The Hawks have endured a remarkably difficult and unsuccessful season since the first night, but the last month has been particularly tough to get through.

Consecutive 4-1 road losses to the Kings and Sharks dropped the Hawks to 2-10-2 in their last 14 games, and they have been outscored 60-35 during that span. Even the small silver linings most teams can find during slumps have disappeared. So has any sense of meaning attached to the results, win or lose.

The Hawks are defeated, deflated and aimless, slogging their way to the finish line because they have no other choice. It has been even more grinding mentally than it has been physically.

‘‘Yeah, it doesn’t make the game fun,’’ Jones said, again offering no elaboration.

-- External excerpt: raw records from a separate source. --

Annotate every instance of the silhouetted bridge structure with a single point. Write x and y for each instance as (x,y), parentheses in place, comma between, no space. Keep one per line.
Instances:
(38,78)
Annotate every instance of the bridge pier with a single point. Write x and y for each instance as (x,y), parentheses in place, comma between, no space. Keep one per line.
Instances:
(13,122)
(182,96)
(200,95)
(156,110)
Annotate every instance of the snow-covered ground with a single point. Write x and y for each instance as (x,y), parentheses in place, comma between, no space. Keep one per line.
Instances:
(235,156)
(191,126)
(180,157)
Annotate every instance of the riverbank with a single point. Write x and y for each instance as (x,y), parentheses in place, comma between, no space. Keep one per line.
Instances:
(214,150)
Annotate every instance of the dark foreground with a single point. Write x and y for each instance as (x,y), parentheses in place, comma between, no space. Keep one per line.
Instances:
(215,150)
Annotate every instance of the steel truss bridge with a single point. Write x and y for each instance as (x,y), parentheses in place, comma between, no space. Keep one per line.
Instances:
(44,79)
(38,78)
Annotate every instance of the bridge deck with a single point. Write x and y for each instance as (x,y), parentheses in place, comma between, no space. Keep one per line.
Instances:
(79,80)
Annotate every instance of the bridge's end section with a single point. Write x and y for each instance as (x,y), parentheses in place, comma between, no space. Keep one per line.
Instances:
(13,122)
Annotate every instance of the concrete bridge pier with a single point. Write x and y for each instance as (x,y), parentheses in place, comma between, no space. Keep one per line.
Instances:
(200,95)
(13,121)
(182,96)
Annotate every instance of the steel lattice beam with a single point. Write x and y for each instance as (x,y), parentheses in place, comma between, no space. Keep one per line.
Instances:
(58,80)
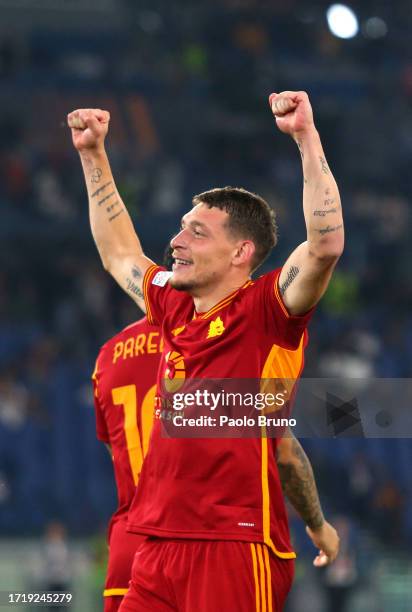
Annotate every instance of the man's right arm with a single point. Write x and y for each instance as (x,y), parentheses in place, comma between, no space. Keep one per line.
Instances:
(112,228)
(298,484)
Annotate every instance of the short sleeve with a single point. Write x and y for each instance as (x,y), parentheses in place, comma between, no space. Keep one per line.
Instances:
(159,296)
(287,329)
(101,426)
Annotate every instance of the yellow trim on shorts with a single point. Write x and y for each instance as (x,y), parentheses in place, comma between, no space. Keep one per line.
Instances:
(255,576)
(112,592)
(268,578)
(262,577)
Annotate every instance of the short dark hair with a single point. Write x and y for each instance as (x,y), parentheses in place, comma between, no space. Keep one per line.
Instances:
(250,217)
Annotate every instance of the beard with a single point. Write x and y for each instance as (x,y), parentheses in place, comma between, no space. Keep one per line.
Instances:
(191,285)
(182,285)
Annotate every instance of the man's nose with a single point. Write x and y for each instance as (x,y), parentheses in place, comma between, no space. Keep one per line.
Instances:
(178,240)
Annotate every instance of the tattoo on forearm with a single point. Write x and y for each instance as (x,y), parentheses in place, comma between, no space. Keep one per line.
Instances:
(328,229)
(325,168)
(298,484)
(133,288)
(96,175)
(290,277)
(323,213)
(102,188)
(110,208)
(106,198)
(116,215)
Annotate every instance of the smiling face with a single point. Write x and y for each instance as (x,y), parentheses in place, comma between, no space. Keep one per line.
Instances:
(204,251)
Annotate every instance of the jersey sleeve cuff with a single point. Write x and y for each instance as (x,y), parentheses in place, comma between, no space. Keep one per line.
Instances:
(147,279)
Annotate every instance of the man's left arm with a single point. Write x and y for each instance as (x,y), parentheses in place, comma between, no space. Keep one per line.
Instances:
(299,486)
(306,274)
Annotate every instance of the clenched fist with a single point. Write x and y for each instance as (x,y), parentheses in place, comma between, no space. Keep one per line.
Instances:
(89,127)
(292,111)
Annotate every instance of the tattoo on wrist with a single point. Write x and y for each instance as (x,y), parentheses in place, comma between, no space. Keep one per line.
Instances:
(96,175)
(329,229)
(110,208)
(299,486)
(102,188)
(133,288)
(100,202)
(290,277)
(325,168)
(136,272)
(323,213)
(116,215)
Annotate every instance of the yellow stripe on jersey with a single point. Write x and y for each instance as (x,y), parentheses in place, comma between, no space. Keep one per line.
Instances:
(112,592)
(126,396)
(268,578)
(278,298)
(94,378)
(255,576)
(286,365)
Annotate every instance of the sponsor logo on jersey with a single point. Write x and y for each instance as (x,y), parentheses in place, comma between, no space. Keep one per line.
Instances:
(161,278)
(216,328)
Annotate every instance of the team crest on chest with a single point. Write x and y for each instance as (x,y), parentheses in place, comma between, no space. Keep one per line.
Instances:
(216,328)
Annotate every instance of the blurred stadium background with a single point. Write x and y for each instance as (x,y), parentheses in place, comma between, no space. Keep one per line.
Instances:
(186,84)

At least the final week has arrived. The Hawks will host the equally awful Flyers on Monday and the fighting-for-their-playoff-lives Golden Knights on Wednesday, then visit the late-surging Sabres on Friday.

And then they finally will be done, having played 88 games (including preseason) in 218 days and having accomplished virtually nothing.

‘‘These are the grinds that it’s not easy to grind out,’’ interim coach Derek King said. ‘‘These are the ones that you’ve really got to dig deep to find a way to motivate yourself or just figure a way to win that puck battle, shorten that shift [or] do all the little things right.’’

Added forward Tyler Johnson: ‘‘When you’re playing these games, it’s tough to say you’re trying to build something right now. But at the same time . . . you want to be playing the best you can. In order to do that, you play as a team.’’

King refused even to consider a question about whether some of his players already had checked out — ‘‘Even if I thought it, I would never say it [because] they can’t check out,’’ he said honestly — but it sure seems as though some might have.

Depending on the results of their final three games — the Hawks enter play Monday with 63 points — their 2021-22 season will be their worst full season since 2005-06 (65 points) or 2003-04 (59 points). If they lose out, it’ll be their second-worst full season since 1976-77 (also 63 points) and their third-worst full season since 1957-58 (55 points in a 70-game schedule).

That weight of history might be taking its toll, too. The Avalanche, Blues, Wild, Canucks, Sharks and basically every other team the Hawks regularly squashed during their Stanley Cup era have derived great pleasure from watching their recent disintegration, as have many general hockey fans outraged about the Kyle Beach sexual-assault scandal.

Knowing everyone else savors your misery must be a lonely feeling for the current players, most of whom hold no connection to the scandal or the Cups.

‘‘Mentally, they’re fried,’’ King said. ‘‘This is just draining right now. They’ve got to find a way as a team — not individually, as a team — to just overcome all these speed bumps and just fight through it.’’

But with the Hawks almost certainly destined for sweeping changes this offseason, as general manager Kyle Davidson dives deeper into his rebuilding plans, they have little motivation to search for that chemistry now. Indeed, the end of the season simply can’t come soon enough.